Hough used the witness accounts in a study released earlier this year suggesting the magnitudes of the three quakes should be lower, near magnitude 7. Since 2002, other seismologists have released reports saying the earthquakes should be closer to the 7 to 7.6 range. Still, Hough said magnitude 7 quakes can cause serious damage, as in last year's Haiti earthquake.
Hough notes that while strong quakes have hit the region about 400 years apart, they don't happen like clockwork.
"There's this debate over whether New Madrid is going to continue to be the center of activity the way it has been," Hough said. "There's a lot of evidence that says that earthquakes over the long run bounce around the continent."
The U.S. Geological Survey lays out one possible scenario for magnitude 7.7 earthquake strikes along the New Madrid fault. The scenario — which the USGS stresses is for planning purposes only — envisions levees collapsing, road and bridge damage, problems with water distribution and ruptured gas pipelines. An estimated 100 deaths could occur under this scenario and more than 2,500 could suffer injuries requiring hospitalization, it said.
Other studies, including Zoback's, suggest private property losses alone could reach billions of dollars.
University of Memphis seismologist Chris Cramer said cities should study hazard maps and strengthen homes, businesses, schools and infrastructure. Residents should have quake emergency kits, Cramer added.

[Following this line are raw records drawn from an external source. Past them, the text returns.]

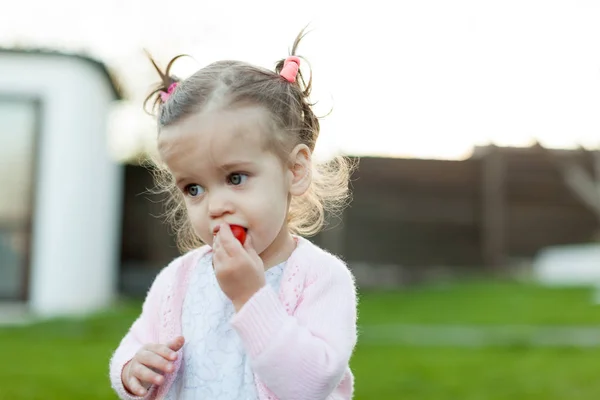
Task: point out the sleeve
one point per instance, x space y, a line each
303 356
143 330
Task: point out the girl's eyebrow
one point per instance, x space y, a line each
236 165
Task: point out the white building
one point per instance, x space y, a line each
60 192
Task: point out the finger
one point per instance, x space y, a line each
249 247
229 243
176 343
163 351
146 375
215 241
156 362
135 387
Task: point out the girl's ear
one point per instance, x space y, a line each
300 170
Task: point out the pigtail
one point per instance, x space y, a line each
310 122
166 84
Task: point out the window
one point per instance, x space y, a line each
18 126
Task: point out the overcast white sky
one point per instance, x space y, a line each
427 78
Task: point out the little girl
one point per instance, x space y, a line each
253 310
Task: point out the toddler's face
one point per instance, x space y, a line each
222 165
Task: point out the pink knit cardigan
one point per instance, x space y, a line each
299 340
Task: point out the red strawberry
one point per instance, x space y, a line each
239 233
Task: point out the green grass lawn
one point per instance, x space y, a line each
68 359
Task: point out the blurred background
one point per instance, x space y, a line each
474 231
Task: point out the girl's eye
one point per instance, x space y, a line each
237 178
194 190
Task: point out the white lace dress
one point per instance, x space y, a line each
214 365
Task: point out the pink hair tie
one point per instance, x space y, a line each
290 68
165 95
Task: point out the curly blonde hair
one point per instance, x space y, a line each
235 82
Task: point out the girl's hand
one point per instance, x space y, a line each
148 364
238 268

Memphis resident Scott Porter, 40, has emergency water and food to last a month. But he said: "In Memphis, you've got so many more problems than worrying about an earthquake."
A similar sentiment runs along the fault line in southern Illinois.
Near Cobden, Ill., Stace England, 51, just built a new home with a basement tornado shelter. Bolting the water heater to the basement slab was a hedge against any quake, though he sees twisters and floods as the immediate threats. As for quakes, the health care worker said: "If you live in LA, it's always on your mind. Not here."
Meanwhile, millions of dollars in work has been done in St. Louis and Memphis to bolster buildings and bridges. For example, $250 million is being spent on an 11-year project to retrofit the heavily traveled Hernando-DeSoto bridge — which carries about 40,000 vehicles a day — to withstand a 7.7 earthquake. The eastern end of the bridge is in Memphis, carrying Interstate 40 traffic across the Mississippi Riverfrom Tennessee to Arkansas.
Stein sees no reason for alarm. Earthquakes occur for a while along a fault system, which then shuts down for some time while other faults become active, Stein noted. He added that there's no sign of any stored-up energy building along the New Madrid fault at this time.
And his estimate of the chances of a big quake striking the region like those 200 years ago? Less than 1 percent.